Boost logo

Boost Users :

Subject: Re: [Boost-users] Running Regular expression (RE) over a list, array or map
From: Anthony Foiani (tkil_at_[hidden])
Date: 2013-09-26 23:34:10


Olivier, greetings --

Olivier Austina <olivier.austina_at_[hidden]> writes:

> I am wondering if it is possible to run directly regular expression
> over a list and getting the indexes (begging and end) of the
> match. For example, I have a list of strings and a regular
> expression and I want to know which part of the list matches the RE
> and get the corresponding indexes in the list.

It looks like you got some other suggestions, but if they're not what
you're looking for, you might want to clarify your request.

In particular, it's not clear to me whether you want to match the RE
against each individual item (which can be parallelized, but the
result is a membership bitmap or subset, not a range), or if you want
to match the RE against the concatenated value, or the largest span of
continuous values (which are the requests that make the most sense if
you want a starting and ending index).

Some sample code would probably clarify things.

E.g., given:

  typedef std::vector< std::string > string_vec;
  const string_vec sv{ "foo", "bar", "baz" };

And you wanted to match:

  const boost::regex re{ "ba.*" };

What answer do you want to see?

  * The membership bitmap would be something like: [ 0, 1, 1 ]

  * The subset would be: { "bar", "baz" }
    (This is basically a "grep" operator.)

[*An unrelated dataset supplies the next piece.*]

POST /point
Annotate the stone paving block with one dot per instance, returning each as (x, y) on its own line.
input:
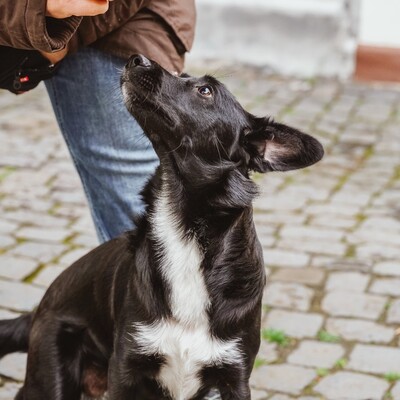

  * The "range" answer would be sv.begin()+1, sv.begin()+3 (since
    "barbaz" matches).

  * The other "range" answer would be the same, but because "bar"
    matches, and "baz" matches, so the range represents the (longest?)
    set of elements that individually match the given regex. This
    ends up being something of a meta-regex, or if you prefer, the
    result of searching the concatenated string for instances of
    "(?:re)+".

Or is there some other interpretation that you're trying to get at?

Happy hacking,
Tony

p.s. Heh. Guess who just finished a few interviews where "spot the
     under-specified problem" was important...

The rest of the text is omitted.